Comprehensive Summary
This study examined whether adding an objective physiological measure like heart-rate variability (HRV), which reflects autonomic nervous system balance, could enhance standard psychometric scales and improve machine-learning predictions of panic disorder (PD) symptom severity. Researchers analyzed data from over 500 adults with PD from Gangnam Severance Hospital, comparing models trained on three input types: (1) both psychometric scales and HRV together (ExSH), (2) only the scales (ExS), and (3) only the HRV components across nine machine-learning models. Short five-minute ECG recordings were processed to extract HRV features alongside psychometric scale data commonly used to assess anxiety and depression. Across the machine-learning models, those integrating both HRV and psychometric data performed best, with the Random Forest model for ExSH showing the highest sensitivity and f1 (measure of overall accuracy) score compared to ExS, closely followed by CatBoost.

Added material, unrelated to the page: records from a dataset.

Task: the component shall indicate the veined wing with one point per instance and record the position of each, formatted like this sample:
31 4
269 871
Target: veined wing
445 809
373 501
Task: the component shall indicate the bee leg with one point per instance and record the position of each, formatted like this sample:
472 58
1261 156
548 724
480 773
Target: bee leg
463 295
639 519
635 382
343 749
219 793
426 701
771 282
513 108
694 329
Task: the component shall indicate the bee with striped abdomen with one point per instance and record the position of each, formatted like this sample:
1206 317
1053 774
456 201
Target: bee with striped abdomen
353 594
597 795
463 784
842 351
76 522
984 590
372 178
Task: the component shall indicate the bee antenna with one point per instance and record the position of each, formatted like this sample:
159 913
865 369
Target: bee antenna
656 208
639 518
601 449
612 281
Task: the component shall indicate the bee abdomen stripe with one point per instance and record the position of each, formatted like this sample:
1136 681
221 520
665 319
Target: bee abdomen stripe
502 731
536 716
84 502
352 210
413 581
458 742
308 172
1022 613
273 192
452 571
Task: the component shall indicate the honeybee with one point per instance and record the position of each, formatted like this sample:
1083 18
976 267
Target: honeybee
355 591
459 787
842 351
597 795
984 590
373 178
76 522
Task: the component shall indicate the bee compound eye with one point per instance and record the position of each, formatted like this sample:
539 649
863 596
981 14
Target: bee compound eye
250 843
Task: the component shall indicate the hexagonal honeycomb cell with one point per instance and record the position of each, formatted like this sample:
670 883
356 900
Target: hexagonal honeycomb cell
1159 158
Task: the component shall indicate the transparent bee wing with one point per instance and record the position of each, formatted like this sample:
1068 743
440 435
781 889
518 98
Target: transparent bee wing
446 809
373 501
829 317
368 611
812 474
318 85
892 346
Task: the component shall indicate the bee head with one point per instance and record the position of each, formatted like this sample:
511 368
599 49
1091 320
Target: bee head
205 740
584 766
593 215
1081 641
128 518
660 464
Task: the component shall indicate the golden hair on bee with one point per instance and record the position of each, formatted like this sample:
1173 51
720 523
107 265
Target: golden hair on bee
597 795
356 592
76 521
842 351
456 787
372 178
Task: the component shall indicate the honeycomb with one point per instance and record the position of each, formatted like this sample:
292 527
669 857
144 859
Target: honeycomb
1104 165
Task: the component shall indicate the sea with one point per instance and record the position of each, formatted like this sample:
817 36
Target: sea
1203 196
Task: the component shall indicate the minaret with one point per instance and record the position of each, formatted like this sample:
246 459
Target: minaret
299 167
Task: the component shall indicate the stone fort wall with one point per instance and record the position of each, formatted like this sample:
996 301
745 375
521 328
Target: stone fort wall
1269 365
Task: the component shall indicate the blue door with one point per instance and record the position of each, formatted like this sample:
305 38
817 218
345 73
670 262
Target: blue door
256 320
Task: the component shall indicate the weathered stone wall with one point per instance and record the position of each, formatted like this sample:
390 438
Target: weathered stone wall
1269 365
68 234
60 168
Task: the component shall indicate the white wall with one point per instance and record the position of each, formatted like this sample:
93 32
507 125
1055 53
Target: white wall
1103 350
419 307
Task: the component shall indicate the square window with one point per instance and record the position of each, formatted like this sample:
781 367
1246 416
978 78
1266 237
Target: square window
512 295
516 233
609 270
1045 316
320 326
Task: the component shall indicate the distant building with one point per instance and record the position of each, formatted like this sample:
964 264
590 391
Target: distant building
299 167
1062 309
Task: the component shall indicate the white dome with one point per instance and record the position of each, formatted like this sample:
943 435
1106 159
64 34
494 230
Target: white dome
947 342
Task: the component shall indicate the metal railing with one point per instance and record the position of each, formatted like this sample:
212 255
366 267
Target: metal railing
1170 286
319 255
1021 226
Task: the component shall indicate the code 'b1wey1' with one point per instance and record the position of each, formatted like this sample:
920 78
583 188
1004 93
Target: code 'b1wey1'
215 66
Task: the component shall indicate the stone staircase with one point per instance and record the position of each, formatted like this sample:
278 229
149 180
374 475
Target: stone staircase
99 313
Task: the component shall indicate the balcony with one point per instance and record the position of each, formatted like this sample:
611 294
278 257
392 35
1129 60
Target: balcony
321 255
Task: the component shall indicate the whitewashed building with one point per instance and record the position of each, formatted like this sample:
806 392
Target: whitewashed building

While HRV alone underperformed compared to scales, combining physiological (HRV) and psychometric measures seemed to provide the most accurate predictions for PD symptom severity. The study suggests that multimodal approaches linking more objective physiological measures with psychometric scales can meaningfully improve the evaluation of anxiety disorders, though further research is needed to refine feature selection to reduce noise, account for comorbidities, and expand the classification and measurement categories to include more factors.
Outcomes and Implications
PD affects about 2–3% of the population and is closely tied to autonomic nervous system (ANS) dysregulation. HRV reflects ANS dysfunction and therefore provides a valuable physiological measure. This study highlights the potential of HRV as an objective biomarker to complement traditional, subjective psychometric scales, helping clinicians more accurately assess PD severity and treatment plans. In practice, a five minute HRV recording could enhance intake and assessments, particularly in outpatient settings. While the approach remains in early stages, broader medical implications in psychiatry include improving diagnostic precision, monitoring treatment progress across anxiety and mood disorders, and reducing reliance on subjective reporting. With future validation in larger prospective studies that account for comorbidities, the effects of medications, and more context, HRV-based machine-learning models could be implemented first in specialized clinics and eventually across broader psychiatric and primary care settings.